The Carlsbad Decrees imposed censorship and banned nationalist organizations across the German Confederation, suppressing liberal and unification movements for decades.
Key Facts
- Formal adoption date
- 20 September 1819
- Issuing body
- Bundesversammlung (German Confederation parliament)
- Organizations banned
- Nationalist fraternities (Burschenschaften)
- Measures imposed
- Press censorship and removal of liberal university professors
- Conference location
- Carlsbad, Austrian Empire (modern-day Karlovy Vary, Czech Republic)
Location
Cause → Event → Consequence
A growing movement for German national unification, expressed through student fraternities and liberal political agitation, alarmed conservative powers within the German Confederation.

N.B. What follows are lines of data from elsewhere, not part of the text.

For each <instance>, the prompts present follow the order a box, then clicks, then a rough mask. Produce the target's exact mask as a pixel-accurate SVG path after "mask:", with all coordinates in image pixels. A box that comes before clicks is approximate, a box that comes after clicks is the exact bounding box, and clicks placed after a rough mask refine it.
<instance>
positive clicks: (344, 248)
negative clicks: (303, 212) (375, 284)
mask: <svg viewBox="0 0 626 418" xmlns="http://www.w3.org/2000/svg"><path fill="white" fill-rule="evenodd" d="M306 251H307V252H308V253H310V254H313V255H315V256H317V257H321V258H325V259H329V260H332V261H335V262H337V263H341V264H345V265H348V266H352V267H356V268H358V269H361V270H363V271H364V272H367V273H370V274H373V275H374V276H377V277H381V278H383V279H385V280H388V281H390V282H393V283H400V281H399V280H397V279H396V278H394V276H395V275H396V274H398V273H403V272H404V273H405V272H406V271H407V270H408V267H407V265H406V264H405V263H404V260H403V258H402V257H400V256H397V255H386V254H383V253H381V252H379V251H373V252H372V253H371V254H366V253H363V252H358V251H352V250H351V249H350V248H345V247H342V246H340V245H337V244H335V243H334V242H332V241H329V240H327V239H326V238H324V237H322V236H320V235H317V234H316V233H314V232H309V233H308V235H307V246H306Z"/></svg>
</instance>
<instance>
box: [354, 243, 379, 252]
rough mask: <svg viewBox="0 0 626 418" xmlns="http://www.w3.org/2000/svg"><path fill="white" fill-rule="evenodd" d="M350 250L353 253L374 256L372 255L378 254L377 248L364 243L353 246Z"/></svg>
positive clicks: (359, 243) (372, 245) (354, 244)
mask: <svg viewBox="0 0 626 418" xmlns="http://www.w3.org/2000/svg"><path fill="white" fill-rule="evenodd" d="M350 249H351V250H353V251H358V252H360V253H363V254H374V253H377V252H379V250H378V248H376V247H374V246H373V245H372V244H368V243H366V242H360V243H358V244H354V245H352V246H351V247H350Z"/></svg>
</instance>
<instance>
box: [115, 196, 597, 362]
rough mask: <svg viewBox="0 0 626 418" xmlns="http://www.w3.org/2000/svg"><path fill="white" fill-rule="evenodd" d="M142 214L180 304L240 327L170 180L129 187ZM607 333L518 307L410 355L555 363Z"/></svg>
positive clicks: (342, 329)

The assassination of playwright August von Kotzebue by a nationalist student in 1819 intensified fears among ruling elites, prompting Austrian Chancellor Metternich to convene an emergency conference at the spa town of Carlsbad.
At the Carlsbad conference in August 1819, representatives of the major German states agreed on a package of repressive measures subsequently ratified by the Bundesversammlung on 20 September 1819. The decrees banned the Burschenschaften, mandated the dismissal of liberal professors, and established systematic censorship of the press throughout the member states of the German Confederation.
The Carlsbad Decrees effectively silenced open debate on German unification and liberal reform for a generation. Nationalist and liberal organizations were driven underground or dismantled, and the decrees remained in force until the Revolutions of 1848. The concurrent Hep-Hep riots, which had been occurring alongside the political crisis, subsided within a month of the resolution being passed.